Die Tage vor der Wahl und am Wahltag selbst sind entscheidend. Zwar
ist es verboten, dass vor den Lokalen Kampagne gemacht wird, aber da es keine
Gewaltenteilung gibt, steht die Polizei daneben und schaut tatenlos zu. In
Erandique wurden am Vorabend Zementsäcke verteilt und am Wahltag wurden am Eingang des Wahllokales
Stimmen gekauft. 200-300 Lempira (8-12 EUR) wurde pro Stimme bezahlt. In
Anbetracht der Armut, ist es für viele Menschen viel Geld und dann bestimmt der Magen. Bedauerlicherweise lassen auch ökonomisch gut gestellte Leute ihre Stimme kaufen. Häufig sind es
auch Menschen, die eine gute Bildung und einen Arbeitsplatz haben.

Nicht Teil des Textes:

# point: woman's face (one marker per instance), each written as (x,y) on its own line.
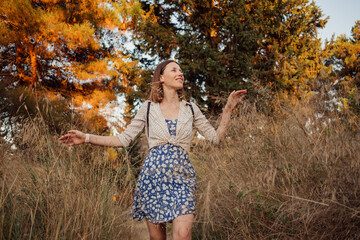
(172,76)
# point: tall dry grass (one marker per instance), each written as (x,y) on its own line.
(50,191)
(294,175)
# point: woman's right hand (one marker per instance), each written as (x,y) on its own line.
(73,137)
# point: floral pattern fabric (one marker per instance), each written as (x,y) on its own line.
(167,184)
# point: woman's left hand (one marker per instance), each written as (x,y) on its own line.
(235,98)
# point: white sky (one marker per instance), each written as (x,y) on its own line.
(342,13)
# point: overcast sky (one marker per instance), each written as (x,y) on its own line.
(342,13)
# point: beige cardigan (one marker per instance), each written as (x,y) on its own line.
(158,130)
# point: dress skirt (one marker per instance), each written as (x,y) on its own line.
(166,186)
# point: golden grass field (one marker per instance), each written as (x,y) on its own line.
(292,175)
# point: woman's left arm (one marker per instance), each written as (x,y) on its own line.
(233,100)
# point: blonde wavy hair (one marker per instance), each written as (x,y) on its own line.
(156,88)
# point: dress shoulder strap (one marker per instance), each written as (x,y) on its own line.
(147,117)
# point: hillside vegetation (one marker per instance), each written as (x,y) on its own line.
(292,175)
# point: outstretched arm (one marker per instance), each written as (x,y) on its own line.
(233,100)
(75,137)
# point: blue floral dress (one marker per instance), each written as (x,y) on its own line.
(167,184)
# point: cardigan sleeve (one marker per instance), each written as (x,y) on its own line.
(204,126)
(135,127)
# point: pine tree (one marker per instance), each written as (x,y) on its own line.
(344,58)
(227,45)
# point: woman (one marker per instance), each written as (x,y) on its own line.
(165,190)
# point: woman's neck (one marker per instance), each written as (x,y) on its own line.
(170,96)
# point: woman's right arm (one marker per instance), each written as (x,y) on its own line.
(75,137)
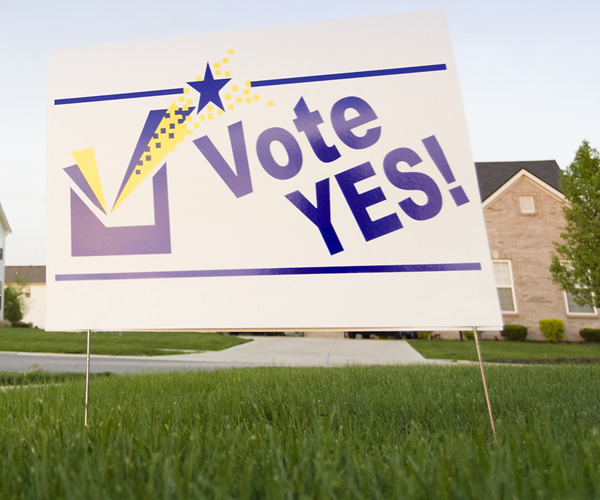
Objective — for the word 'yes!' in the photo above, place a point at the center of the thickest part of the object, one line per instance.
(239, 180)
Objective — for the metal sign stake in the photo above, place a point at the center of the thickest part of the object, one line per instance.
(87, 379)
(487, 395)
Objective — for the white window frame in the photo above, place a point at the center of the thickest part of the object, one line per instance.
(512, 286)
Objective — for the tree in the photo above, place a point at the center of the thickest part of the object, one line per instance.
(13, 304)
(576, 267)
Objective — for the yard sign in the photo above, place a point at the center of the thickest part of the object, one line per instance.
(298, 177)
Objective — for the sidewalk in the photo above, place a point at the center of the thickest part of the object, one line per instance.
(300, 351)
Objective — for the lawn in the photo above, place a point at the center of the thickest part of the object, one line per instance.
(329, 433)
(125, 344)
(506, 351)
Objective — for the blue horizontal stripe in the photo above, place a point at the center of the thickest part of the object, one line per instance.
(348, 76)
(116, 97)
(280, 271)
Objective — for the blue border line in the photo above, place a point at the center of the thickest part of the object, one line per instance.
(261, 83)
(281, 271)
(116, 97)
(348, 76)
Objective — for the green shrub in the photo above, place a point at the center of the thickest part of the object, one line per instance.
(590, 334)
(468, 334)
(514, 332)
(553, 330)
(13, 304)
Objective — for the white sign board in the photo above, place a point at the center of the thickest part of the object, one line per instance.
(315, 176)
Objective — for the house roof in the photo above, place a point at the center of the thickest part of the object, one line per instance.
(493, 175)
(25, 274)
(4, 221)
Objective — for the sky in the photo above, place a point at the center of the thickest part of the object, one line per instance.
(528, 70)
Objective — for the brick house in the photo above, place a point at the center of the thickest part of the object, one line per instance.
(4, 232)
(522, 209)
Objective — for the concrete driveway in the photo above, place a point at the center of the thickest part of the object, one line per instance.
(262, 351)
(310, 351)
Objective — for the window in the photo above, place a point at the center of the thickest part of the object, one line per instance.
(527, 205)
(574, 308)
(504, 285)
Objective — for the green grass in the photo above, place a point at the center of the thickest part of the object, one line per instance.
(492, 350)
(43, 377)
(295, 433)
(126, 344)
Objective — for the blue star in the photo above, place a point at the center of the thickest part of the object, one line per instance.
(209, 89)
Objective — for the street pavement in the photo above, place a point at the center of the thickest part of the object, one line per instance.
(262, 351)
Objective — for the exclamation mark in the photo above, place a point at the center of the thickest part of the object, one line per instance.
(437, 155)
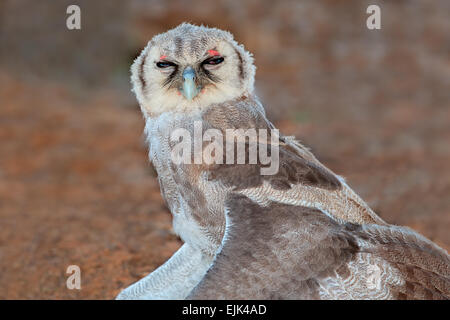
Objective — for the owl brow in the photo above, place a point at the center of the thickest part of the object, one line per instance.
(171, 76)
(213, 52)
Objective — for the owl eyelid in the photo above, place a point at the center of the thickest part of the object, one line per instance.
(165, 64)
(214, 60)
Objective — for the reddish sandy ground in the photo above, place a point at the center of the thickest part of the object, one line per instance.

Am Wahltag selbst wurde auch mit dem sogenannten „voto cantado“ Wahlbetrug
gemacht. Laut Gesetz ist es erlaubt, dass akkreditierte Wahlhelfer*innen für Menschen mit
Behinderung, kranke und alte Menschen wählen können. Die Auslegung welche Personen zu diesem Kreis gehören wurde von
der PN überzogen und es
gab mehr „votos cantados“ für die PN.
Außerdem wurden Leute bestochen, von denen man weiss, dass sie die
Opposition wählen würden, damit sie
nicht zur Wahl gehen. Die Leute, die sich bestechen lassen, geben ihren
Personalausweis vor dem Wahltag ab und bekommen ihn nach der Wahl wieder.
Definitiv entscheiden die zur Verfügung stehenden finanziellen Mittel über die Wahl und
nicht das Wahlprogamm. Das ist natürlich frustrierend und demotiviert viele Menschen, die
jeglichen Glauben an die Politik verlieren.
Wie wird von der
PN kontrolliert, wer für sie wählt?
Da die Wahllokale von den Parteien besetzt sind, kann man dies sehr gut kontrollieren.
Jedes Wahllokal setzt sich aus akkreditierten Wahlhelfer*innen jeder Partei
zusammen. Da im Vorfeld auf nationaler Ebene sogenannte „partidos de maletin“
(Briefkastenparteien) gegründet wurden, die de facto zur PN gehören, hat die Regierungspartei mehr Akkreditierungen als
die anderen Parteien. Die Wahlhelfer*innen haben das Wählerverzeichnis
und wissen, welche Person zu welcher Wahlurne gehört. Wenn sie meine Stimme kaufen, würden sie mir
beispielsweise sagen, dass ich auf dem Wahlzettel ein zuvor vereinbartes
Zeichen, einen Buchstaben oder eine Zahl machen soll, statt eines Kreuzes.
Damit bleibt der Wahlzettel gültig. Sie selbst machen das gleiche Zeichen im Wählerverzeichnis
und können hinter her
vergleichen, ob alle, deren Stimmen gekauft wurden, auch für sie gestimmt
haben.
Wie ist Ihre Motivation
für die weiteren
politischen Aktivitäten nachdem Sie so viel Energie für die Kandidatur
aufgebracht haben und am Ende dem Wahlbetrug nichts entgegensetzen können?
Zum Glück bin ich in ökonomischer Hinsicht nicht auf den
Posten im Rathaus angewiesen, aber ich bin frustriert, dass es keine Veränderung gibt.
Ich denke aber, dass man sich auch außerhalb der Politik für die
Gesellschaft einsetzen kann. Derzeit bin ich ehrenamtlich im Gemeinderat meines
Nachbarschaftsviertels tätig und in Zukunft werde ich andere Wege gehen, und werde mich im Bildungssektor mehr engagieren.